Have they figured out what causes double descent yet?

tel · on March 2, 2024

I don't know if it's a generalized result, but the Circuits team at Anthropic has a very compelling thesis: the first phase of descent corresponds to the model memorizing data points, the second phase corresponds to it shifting geometrically toward learning "features".

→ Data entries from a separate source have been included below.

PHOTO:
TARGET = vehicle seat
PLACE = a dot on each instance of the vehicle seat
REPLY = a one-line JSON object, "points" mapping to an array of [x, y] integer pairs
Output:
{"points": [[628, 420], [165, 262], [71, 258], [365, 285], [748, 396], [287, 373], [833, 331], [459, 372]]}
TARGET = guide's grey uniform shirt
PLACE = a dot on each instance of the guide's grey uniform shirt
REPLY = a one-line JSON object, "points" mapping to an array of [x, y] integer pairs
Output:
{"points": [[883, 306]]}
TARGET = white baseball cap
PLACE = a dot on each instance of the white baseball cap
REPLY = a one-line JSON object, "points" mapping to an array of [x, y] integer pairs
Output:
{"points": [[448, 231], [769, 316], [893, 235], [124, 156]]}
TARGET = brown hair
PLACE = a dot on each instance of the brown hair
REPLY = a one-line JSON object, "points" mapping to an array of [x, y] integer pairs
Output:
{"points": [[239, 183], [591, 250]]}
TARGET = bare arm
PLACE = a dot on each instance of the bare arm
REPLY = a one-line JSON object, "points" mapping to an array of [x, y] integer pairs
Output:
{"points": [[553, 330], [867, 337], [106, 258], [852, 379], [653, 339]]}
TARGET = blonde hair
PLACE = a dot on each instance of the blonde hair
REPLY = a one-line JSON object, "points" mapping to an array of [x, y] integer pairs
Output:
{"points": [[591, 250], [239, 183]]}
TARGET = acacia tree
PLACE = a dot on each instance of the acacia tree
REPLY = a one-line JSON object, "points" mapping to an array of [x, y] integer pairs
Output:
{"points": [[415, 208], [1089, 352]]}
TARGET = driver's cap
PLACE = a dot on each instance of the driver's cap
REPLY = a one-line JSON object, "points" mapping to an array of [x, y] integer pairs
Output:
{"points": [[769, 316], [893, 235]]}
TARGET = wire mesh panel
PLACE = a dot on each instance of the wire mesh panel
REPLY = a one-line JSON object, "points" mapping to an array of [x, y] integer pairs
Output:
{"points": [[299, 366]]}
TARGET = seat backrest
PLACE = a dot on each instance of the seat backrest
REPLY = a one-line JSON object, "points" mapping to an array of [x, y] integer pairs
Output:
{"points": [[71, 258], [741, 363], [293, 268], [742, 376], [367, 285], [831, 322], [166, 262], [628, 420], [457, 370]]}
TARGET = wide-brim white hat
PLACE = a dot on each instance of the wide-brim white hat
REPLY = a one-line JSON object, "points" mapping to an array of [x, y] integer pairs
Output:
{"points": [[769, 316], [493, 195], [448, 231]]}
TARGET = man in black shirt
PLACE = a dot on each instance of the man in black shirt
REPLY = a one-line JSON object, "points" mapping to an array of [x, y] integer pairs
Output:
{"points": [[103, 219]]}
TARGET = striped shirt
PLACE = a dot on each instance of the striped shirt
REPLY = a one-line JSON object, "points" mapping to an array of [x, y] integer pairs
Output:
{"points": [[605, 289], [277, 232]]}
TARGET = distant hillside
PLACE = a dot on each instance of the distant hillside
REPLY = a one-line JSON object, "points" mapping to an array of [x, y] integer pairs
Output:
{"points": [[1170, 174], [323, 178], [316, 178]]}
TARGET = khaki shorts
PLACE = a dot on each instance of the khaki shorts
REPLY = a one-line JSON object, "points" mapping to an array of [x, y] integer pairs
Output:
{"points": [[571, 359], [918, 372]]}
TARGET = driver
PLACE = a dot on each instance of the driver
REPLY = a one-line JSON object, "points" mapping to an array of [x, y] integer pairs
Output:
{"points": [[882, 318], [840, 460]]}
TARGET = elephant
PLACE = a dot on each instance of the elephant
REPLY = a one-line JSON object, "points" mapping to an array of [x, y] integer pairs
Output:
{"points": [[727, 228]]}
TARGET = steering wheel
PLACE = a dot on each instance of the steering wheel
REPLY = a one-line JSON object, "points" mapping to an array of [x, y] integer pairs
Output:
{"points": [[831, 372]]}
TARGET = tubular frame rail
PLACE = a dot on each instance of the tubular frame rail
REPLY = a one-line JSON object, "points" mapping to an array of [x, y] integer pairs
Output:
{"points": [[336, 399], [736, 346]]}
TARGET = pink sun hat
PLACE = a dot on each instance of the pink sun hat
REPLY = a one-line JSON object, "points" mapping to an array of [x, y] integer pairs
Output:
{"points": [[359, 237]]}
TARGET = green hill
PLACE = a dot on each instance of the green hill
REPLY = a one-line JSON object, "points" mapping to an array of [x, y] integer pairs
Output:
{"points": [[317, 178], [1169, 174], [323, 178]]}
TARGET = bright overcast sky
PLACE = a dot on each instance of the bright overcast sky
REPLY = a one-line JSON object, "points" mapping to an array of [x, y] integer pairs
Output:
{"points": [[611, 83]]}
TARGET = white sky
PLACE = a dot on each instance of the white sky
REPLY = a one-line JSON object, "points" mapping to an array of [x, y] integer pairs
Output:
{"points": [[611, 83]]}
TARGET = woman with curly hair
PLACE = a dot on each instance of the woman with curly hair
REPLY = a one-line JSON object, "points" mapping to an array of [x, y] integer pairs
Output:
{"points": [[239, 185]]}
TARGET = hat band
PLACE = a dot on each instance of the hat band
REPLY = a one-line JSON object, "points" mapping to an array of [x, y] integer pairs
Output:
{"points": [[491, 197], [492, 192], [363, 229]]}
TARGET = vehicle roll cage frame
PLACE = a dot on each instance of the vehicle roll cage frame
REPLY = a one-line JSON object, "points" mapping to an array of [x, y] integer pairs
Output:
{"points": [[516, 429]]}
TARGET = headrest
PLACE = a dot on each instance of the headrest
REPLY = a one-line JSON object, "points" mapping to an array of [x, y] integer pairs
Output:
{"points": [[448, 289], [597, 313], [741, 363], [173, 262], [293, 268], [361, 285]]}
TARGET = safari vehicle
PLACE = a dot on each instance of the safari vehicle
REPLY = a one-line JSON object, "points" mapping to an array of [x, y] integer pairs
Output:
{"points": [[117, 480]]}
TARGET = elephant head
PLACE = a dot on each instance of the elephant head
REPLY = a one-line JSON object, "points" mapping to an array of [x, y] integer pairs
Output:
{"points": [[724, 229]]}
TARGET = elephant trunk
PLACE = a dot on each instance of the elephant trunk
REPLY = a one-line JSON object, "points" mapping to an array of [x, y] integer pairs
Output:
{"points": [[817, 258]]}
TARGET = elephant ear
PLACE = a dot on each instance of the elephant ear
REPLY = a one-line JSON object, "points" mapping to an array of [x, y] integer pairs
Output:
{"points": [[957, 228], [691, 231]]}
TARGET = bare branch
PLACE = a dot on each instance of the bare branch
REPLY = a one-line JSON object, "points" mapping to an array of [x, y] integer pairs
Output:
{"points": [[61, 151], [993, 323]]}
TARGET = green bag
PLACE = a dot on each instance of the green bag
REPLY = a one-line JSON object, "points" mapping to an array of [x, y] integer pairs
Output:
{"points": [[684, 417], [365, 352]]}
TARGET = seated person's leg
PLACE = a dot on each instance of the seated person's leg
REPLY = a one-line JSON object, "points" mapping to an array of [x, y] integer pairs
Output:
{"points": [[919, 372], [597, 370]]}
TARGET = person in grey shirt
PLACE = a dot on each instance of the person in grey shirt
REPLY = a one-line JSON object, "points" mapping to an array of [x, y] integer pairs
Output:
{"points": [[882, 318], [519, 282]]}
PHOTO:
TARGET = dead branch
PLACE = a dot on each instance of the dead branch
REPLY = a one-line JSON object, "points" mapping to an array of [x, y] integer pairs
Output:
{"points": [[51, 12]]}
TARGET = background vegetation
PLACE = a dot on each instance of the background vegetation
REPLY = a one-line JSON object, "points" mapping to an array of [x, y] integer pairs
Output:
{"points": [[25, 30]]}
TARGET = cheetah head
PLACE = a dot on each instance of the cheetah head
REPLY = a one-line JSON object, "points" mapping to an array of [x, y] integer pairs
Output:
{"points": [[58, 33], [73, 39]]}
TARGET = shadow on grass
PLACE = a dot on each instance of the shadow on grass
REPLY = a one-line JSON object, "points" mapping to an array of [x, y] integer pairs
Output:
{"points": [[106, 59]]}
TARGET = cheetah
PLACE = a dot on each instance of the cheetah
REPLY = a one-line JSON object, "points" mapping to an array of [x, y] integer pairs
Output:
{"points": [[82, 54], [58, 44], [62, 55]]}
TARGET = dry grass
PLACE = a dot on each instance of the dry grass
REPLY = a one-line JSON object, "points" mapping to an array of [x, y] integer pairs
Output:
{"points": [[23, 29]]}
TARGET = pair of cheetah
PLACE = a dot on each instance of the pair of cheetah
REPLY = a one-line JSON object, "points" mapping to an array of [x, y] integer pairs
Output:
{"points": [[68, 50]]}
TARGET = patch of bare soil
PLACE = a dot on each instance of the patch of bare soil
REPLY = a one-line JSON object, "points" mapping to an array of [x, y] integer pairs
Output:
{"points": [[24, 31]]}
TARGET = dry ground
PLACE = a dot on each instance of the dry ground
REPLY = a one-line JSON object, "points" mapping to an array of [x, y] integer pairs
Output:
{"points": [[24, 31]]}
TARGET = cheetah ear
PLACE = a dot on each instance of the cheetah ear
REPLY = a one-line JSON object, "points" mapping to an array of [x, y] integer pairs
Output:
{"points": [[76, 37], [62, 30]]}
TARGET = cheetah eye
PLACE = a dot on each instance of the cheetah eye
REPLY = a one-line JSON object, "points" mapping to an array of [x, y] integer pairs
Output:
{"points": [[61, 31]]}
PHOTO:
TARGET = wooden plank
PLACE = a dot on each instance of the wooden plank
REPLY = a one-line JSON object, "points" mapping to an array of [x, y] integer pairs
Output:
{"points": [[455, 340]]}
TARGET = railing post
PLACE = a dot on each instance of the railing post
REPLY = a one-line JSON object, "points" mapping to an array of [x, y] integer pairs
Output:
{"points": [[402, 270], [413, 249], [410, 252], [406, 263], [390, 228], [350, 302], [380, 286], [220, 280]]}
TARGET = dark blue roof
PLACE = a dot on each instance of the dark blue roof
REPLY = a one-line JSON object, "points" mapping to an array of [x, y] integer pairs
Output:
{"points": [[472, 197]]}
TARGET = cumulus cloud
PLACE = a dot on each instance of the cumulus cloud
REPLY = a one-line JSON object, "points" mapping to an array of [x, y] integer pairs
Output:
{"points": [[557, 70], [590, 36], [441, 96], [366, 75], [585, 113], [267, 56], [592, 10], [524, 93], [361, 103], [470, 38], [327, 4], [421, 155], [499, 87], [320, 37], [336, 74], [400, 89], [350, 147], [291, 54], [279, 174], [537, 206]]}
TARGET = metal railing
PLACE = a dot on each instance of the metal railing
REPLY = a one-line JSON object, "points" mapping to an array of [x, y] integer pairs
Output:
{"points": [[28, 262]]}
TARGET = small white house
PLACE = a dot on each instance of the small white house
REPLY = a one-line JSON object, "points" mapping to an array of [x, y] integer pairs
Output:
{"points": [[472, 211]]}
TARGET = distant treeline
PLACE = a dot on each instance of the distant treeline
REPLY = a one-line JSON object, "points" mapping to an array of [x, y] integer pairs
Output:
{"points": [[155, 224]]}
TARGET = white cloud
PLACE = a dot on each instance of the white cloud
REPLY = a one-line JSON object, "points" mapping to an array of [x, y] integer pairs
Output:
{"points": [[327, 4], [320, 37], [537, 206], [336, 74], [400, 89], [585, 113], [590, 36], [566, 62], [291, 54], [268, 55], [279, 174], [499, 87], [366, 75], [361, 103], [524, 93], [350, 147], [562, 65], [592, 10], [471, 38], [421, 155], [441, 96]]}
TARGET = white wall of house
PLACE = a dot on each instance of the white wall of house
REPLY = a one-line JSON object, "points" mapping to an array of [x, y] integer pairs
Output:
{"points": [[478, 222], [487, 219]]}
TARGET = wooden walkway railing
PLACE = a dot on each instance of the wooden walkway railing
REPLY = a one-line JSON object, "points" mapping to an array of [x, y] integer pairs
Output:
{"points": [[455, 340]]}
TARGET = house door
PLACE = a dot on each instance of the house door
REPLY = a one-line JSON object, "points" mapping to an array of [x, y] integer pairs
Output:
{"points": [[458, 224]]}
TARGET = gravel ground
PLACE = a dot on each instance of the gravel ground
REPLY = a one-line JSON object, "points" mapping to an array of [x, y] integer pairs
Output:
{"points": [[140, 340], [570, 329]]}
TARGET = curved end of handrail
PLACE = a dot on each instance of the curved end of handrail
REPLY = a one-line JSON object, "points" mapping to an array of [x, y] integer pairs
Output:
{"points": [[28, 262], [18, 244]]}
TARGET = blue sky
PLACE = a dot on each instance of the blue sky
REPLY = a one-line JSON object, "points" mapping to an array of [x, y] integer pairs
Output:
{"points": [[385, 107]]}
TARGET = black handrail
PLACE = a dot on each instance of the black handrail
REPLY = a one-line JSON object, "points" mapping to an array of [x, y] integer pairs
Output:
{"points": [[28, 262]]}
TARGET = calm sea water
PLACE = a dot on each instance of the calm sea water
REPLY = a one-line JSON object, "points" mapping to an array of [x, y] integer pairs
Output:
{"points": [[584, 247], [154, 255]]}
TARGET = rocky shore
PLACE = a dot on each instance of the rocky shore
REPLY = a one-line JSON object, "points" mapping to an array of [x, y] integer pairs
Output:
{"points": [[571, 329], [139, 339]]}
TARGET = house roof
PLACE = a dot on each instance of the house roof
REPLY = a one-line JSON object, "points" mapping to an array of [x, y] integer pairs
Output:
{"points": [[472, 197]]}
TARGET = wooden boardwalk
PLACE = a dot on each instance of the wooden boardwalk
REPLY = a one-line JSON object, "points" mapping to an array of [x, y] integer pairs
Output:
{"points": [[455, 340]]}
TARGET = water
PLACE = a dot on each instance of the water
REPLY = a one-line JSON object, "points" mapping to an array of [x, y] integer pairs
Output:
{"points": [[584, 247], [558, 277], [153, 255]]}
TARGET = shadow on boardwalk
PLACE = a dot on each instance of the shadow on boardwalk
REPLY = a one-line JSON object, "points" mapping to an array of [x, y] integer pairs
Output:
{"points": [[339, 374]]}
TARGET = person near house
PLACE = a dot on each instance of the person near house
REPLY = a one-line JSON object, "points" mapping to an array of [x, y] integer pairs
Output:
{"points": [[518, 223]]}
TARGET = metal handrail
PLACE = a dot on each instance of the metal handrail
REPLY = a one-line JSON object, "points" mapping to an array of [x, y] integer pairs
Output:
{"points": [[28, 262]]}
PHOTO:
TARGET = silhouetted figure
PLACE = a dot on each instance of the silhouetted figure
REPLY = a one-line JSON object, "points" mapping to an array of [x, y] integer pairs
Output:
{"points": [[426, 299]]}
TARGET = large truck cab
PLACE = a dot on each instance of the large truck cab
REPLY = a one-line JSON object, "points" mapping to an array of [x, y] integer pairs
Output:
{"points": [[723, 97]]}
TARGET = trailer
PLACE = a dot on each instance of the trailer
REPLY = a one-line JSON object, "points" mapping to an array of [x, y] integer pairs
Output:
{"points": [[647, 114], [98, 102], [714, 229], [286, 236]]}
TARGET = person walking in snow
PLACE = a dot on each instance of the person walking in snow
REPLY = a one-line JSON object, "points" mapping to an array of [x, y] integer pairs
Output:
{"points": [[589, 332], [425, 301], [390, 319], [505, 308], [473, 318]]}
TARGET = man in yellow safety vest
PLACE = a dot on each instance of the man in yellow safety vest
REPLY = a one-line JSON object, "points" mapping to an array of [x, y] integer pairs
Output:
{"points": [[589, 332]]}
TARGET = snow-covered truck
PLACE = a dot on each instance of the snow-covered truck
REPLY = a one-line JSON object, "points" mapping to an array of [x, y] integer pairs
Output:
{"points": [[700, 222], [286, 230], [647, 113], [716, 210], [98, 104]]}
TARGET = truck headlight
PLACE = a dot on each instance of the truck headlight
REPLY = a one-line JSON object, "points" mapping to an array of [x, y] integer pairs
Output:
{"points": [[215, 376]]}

Here a "feature" might be seen as an abstract, very, very high dimensional vector space. The team is pretty deep in investigating the idea of superposition, where individual neurons encode for multiple concepts. They experiment with a toy model and toy data set where the latent features are represented explicitly and then compressed into a small set of data dimensions. This forces superposition. Then they show how that superposition looks under varying sizes of training data.

It's obviously a toy model, but it's a compelling idea. At least for any model which might suffer from superposition.

https://transformer-circuits.pub/2023/toy-double-descent/ind...

TeMPOraL · on March 3, 2024

> The team is pretty deep in investigating the idea of superposition, where individual neurons encode for multiple concepts.

Wonder if it's a matter of perspective - that is, of transform. Consider an image. Most real-world images have pixels with high locality - distant pixels are less correlated than immediate neighbours.

Now take an FFT of that. You get an equivalent 2D image containing the same information, but suddenly each pixel contains information about every pixel of the original image! You can do some interesting things there, like erasing the centre of the picture (higher frequencies), which will give you blurred original image when you run FFT on the frequency-image to get proper pixels again.

tel · on March 3, 2024

I think that’s basically correct, the FFT representation is a better feature representation.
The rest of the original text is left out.